FDA-approved protein-based vaccines have been used widely for decades; examples of more recently approved vaccines that contain a purified protein combined with adjuvant include vaccines to prevent hepatitis B and whooping cough.

According to the CDC, Novavax offers a strong alternative for those who may have an allergic reaction to any component of the mRNA vaccine or have a personal preference for a vaccine not based on the mRNA technology.

According to a news release from Novavax Inc, the FDA emergency use authorization was based on data from a clinical trial called PREVENT-19, which enrolled about 30,000 participants aged 18 years and over in the U.S. and Mexico.

In the trial, the Novavax COVID-19 vaccine demonstrated 90.4% efficacy among participants 18 through 64 years of age.

“Patients and providers in the U.S. now have access to a protein-based COVID-19 vaccine backed by data that have demonstrated efficacy, safety, and tolerability,” said Karen Kotloff, M.D., professor of pediatrics, University of Maryland School of Medicine, associate director of Clinical Studies at the Center for Vaccine Development and Global Health, COVID-19 Prevention Network co-lead for the PREVENT-19 trial. “Offering more vaccine technologies and options in our vaccination portfolio, including those built upon technologies that have been successfully used for years, will hopefully help to increase our country’s vaccination rate.”

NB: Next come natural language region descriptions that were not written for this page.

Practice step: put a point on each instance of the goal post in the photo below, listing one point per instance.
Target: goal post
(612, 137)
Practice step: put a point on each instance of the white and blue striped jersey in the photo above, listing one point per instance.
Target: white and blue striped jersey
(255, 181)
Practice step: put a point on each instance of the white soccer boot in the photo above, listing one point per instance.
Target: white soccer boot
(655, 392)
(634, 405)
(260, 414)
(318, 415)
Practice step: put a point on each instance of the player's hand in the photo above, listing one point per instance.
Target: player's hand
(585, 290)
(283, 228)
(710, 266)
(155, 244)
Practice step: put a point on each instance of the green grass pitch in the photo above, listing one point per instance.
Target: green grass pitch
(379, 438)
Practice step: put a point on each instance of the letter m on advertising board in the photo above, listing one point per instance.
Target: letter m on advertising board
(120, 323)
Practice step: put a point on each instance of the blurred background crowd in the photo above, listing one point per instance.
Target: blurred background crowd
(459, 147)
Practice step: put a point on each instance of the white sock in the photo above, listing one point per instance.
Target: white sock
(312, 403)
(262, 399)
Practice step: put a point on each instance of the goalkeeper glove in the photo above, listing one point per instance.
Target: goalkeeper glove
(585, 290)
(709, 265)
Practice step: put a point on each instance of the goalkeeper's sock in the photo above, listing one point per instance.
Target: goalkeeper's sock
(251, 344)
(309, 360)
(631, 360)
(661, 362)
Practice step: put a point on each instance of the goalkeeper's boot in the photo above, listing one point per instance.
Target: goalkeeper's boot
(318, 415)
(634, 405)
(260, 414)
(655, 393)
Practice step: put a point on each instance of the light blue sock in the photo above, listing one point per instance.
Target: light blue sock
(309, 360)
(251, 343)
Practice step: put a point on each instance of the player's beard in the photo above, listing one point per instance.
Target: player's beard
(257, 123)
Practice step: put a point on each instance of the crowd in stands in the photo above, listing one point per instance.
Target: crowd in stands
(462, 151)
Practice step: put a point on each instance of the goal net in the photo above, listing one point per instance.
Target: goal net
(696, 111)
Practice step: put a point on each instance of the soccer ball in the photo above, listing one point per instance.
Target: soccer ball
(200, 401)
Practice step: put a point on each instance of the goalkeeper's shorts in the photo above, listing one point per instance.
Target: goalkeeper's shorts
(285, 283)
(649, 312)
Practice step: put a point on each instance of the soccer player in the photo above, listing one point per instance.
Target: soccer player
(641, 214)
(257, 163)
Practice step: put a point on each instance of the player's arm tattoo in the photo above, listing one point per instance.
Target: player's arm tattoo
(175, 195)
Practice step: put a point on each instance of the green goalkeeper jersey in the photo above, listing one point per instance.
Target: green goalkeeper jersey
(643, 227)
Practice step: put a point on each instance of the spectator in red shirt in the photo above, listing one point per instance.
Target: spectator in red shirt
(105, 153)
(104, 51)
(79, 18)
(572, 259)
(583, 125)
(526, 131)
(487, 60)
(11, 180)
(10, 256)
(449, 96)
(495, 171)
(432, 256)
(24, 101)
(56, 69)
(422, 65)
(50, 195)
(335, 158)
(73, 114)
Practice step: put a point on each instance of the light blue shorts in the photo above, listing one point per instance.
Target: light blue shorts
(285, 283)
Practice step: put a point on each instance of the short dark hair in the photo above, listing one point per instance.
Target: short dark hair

Asking residents to reconsider

The CDC estimates that between 26 million and 37 million adults haven’t gotten a single dose of any COVID-19 vaccine. For local residents in that group, state officials ask that you reconsider.

“If you’re in that group and have been waiting for a vaccine based on a different technology than those available now, we urge you to consider (this),” said Virginia’s State Vaccination Coordinator and Director of the Virginia Department of Health’s Division of Immunization Christy Gray, MPH.